Feinberg: GPs are ‘overpaid’

LPs should be paid back all their committed capital plus a preferred return before GPs start to collect carried interest, head of Cerberus Stephen Feinberg said at an industry conference.

General partners are “overpaid”, according to Stephen Feinberg, head of Cerberus Capital Management, and firms should be paying back LPs their committed capital, plus a preferred return, before general partners start to collect carried interest.

Feinberg, speaking at an industry conference in New York earlier this week run by Dow Jones, said Cerberus doesn’t collect any kind of deal, monitoring or management fees from portfolio companies. He said the firm “back-ends” carry payments, so partners don’t collect until LPs are made whole.

“The alignment of interest at the back end, so when the GP makes a good return, the LP makes a good return,” Feinberg said. “To me, that’s the way the business should be.”

Feinberg had a very candid discussion with Dennis Berman, an editor at the Wall Street Journal, at the conference, in which he talked about mistakes Cerberus made and the opportunities the firm is seeing in the European debt crisis.

Cerberus brought too many “cyclical” businesses into its investment portfolio, which particularly hurt fund performance after the markets turned down in 2008, Feinberg said. Going forward, Cerberus will stick strictly to the mid-market when doing deals and not have as many businesses so sensitive to the broader economy.

“The mid-market is a good area for us, that’s where we want to stay,” Feinberg said. “We’ll be focusing on less economically sensitive businesses … our strength is in operational improvements and execution, we want to take out as much of the macro risk as possible.”

Cerberus is in the fundraising market, targeting $3.75 billion for its fifth fund, a dramatic decrease from the $7.5 billion it raised in Fund IV.

The firm is trying to convince limited partners that its very public investment implosions in Chrysler and GMAC Financial were not ultimately as catastrophic as they appeared. The fourth fund had been generating just above par returns, with a 6.51 percent internal rate of return as of 30 September 2010, according to information from the California State Teachers’ Retirement System.

The fund had a relatively amazing turnaround, considering it was generating an almost 30 percent loss in 2008. Cerberus took big hits on its mega-investments in automaker Chrysler, which went bankrupt in 2009, and GMAC Financial, the former lending arm of General Motors that required a $17 billion bailout from the US government. However, it made money during the downturn by making bets on residential mortgage bonds, which it bought at steep discounts. Those investments paid off, getting the firm gains of $952 million in 2010 and at least $850 million this year, according to the WSJ.

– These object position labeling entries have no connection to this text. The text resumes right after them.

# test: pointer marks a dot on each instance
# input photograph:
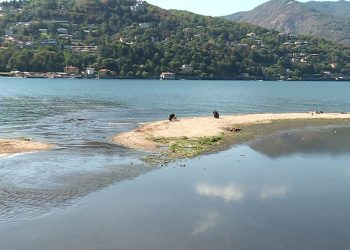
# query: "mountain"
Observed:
(328, 20)
(134, 39)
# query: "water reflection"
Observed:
(208, 221)
(277, 192)
(311, 140)
(229, 193)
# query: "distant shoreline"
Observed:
(61, 75)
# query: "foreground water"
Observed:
(286, 191)
(249, 197)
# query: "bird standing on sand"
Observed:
(216, 114)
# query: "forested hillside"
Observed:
(327, 20)
(134, 39)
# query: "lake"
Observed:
(283, 191)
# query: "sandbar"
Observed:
(143, 137)
(16, 146)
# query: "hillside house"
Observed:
(62, 31)
(84, 48)
(140, 5)
(49, 42)
(71, 70)
(144, 25)
(90, 71)
(167, 76)
(186, 68)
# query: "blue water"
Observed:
(79, 116)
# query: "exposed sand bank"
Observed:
(15, 146)
(143, 138)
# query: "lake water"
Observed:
(284, 191)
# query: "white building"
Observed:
(90, 71)
(167, 76)
(186, 68)
(144, 25)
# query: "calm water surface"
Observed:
(284, 191)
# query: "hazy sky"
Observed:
(211, 7)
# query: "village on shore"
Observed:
(71, 72)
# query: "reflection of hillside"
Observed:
(334, 140)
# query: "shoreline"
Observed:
(271, 79)
(189, 137)
(10, 147)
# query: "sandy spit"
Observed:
(15, 146)
(196, 127)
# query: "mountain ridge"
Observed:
(326, 20)
(133, 39)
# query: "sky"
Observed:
(211, 7)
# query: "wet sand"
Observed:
(16, 146)
(143, 138)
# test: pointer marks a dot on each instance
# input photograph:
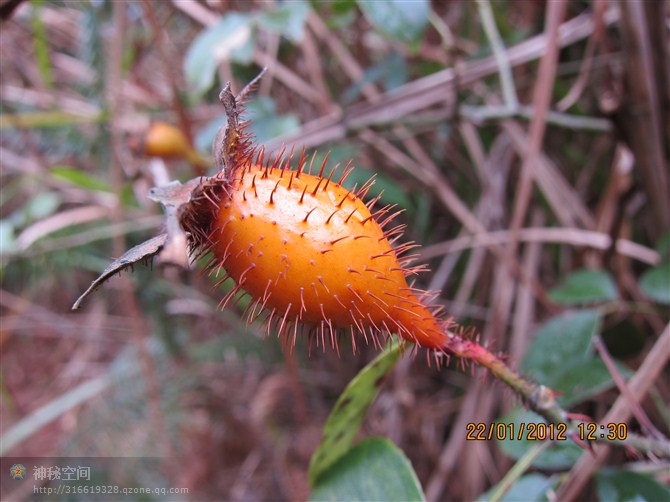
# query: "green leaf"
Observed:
(79, 178)
(7, 237)
(289, 20)
(231, 39)
(655, 283)
(562, 343)
(584, 380)
(375, 469)
(528, 488)
(400, 20)
(347, 415)
(585, 286)
(663, 245)
(616, 485)
(561, 455)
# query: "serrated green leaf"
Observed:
(584, 380)
(288, 19)
(619, 485)
(79, 178)
(230, 39)
(375, 469)
(347, 415)
(528, 488)
(400, 20)
(585, 286)
(561, 344)
(655, 283)
(561, 455)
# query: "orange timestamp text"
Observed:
(530, 431)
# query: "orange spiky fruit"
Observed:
(310, 252)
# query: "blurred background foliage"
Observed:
(545, 224)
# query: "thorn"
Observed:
(330, 217)
(316, 188)
(273, 191)
(320, 279)
(308, 212)
(323, 164)
(346, 220)
(330, 177)
(345, 173)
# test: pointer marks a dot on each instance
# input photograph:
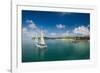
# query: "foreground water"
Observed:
(56, 50)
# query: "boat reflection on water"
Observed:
(41, 54)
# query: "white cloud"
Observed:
(60, 26)
(53, 34)
(30, 30)
(31, 24)
(82, 30)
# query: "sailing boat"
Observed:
(40, 43)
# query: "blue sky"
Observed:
(55, 23)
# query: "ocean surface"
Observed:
(57, 50)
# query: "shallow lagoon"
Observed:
(57, 50)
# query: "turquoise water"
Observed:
(56, 50)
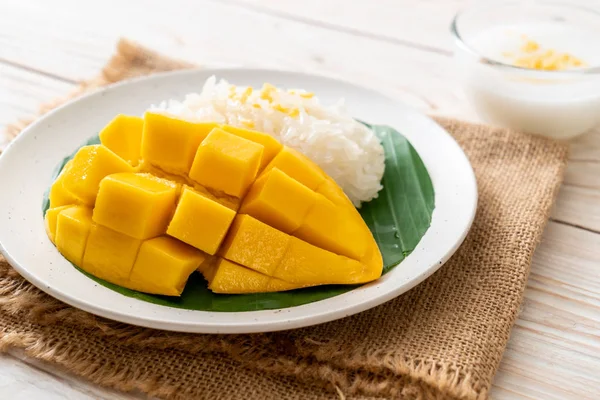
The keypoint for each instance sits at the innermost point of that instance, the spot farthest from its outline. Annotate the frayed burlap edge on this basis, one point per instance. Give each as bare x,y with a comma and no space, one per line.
396,374
411,378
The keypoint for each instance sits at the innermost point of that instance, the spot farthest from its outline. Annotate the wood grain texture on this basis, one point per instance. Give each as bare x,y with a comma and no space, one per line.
45,47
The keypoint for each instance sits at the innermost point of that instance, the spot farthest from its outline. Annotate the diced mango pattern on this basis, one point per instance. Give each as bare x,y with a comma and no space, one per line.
161,198
123,135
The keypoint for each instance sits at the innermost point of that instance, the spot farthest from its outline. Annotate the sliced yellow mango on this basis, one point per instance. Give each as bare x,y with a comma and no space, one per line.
163,266
200,221
123,135
51,219
90,165
254,244
333,192
279,201
177,212
271,145
298,166
139,205
228,277
73,226
109,255
306,264
59,196
226,162
330,226
171,143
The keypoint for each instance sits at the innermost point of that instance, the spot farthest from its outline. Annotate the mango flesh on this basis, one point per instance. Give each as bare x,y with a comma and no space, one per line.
123,135
90,165
200,221
168,259
139,205
226,163
270,144
59,196
73,226
145,210
171,144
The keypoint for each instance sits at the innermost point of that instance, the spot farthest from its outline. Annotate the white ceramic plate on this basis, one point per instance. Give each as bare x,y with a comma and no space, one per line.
26,169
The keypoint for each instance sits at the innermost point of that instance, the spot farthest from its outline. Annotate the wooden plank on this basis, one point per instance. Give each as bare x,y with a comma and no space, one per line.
22,93
423,24
555,328
555,343
578,206
79,36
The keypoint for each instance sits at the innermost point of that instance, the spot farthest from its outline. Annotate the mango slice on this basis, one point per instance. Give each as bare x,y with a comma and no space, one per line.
123,135
329,226
73,226
279,200
170,143
145,211
255,244
299,167
200,221
51,219
270,144
139,205
90,165
59,196
226,162
163,266
232,278
110,255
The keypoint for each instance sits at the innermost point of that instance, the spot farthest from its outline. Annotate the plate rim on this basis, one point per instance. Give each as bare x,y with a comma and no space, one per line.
234,326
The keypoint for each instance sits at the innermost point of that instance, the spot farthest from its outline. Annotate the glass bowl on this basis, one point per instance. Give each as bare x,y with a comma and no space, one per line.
555,103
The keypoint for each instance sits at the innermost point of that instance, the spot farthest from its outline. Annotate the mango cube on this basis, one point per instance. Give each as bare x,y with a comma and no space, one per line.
51,219
73,226
271,145
90,165
163,266
163,197
59,196
123,135
279,201
333,228
333,192
137,205
171,143
254,244
229,277
306,264
226,163
200,221
109,255
297,166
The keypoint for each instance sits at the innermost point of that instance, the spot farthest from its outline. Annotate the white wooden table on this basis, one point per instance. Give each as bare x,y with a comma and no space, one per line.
401,47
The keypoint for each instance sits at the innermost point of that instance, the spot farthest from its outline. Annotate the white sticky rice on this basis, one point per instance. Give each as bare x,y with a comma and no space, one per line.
346,150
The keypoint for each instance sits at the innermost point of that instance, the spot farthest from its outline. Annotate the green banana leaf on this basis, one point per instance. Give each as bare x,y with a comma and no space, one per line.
398,219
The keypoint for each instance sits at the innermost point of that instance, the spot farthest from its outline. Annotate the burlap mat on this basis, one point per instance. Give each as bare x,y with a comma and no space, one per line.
443,339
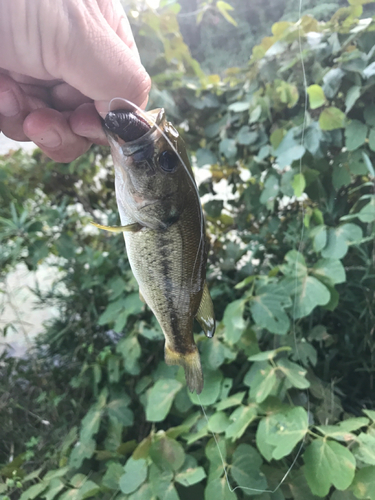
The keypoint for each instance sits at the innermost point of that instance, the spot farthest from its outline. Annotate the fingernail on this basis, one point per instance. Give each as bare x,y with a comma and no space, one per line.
9,104
50,139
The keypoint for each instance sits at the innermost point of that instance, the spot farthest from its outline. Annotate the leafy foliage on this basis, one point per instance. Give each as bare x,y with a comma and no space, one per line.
289,197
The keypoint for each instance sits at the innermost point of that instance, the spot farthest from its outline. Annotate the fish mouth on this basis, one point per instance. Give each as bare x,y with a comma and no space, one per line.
133,131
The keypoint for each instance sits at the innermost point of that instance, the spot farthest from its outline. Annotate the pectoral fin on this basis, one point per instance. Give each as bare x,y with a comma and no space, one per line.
205,314
132,228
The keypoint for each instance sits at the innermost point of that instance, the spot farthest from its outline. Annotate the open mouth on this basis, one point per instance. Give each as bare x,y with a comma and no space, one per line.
126,124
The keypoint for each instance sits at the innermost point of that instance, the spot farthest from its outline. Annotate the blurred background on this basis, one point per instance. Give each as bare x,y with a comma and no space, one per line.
275,102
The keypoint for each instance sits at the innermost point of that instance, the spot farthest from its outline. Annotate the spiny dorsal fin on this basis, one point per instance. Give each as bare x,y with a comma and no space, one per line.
205,314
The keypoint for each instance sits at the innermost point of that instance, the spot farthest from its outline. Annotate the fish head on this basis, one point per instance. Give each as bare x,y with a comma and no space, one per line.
153,173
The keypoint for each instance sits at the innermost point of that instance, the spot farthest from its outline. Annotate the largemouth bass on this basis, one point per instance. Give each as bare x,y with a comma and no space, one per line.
164,230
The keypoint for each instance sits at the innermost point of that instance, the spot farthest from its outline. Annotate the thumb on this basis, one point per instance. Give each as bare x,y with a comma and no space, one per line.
101,64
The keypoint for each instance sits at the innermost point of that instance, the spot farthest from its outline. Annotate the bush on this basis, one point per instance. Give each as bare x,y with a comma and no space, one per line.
289,374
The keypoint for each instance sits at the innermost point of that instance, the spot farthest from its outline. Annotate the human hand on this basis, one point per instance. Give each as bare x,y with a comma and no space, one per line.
61,63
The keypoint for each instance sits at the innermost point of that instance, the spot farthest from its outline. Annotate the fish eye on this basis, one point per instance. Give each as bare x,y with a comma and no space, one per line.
168,161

As a firm focused on turnaround investments, Cerberus is seeing a lot of opportunity in Europe, as institutions, including banks and corporations, try to raise capital by selling off assets, sometimes at cheap prices. Europe is “exciting”, Feinberg said.

“We’ve bought a number of portfolios already and [we have] a lot in the pipeline,” he said. Investments in portfolios of assets from troubled sellers makes sense as long as “you can price in some pretty awful macro-economic risk, otherwise it doesn’t make sense,” Feinberg said.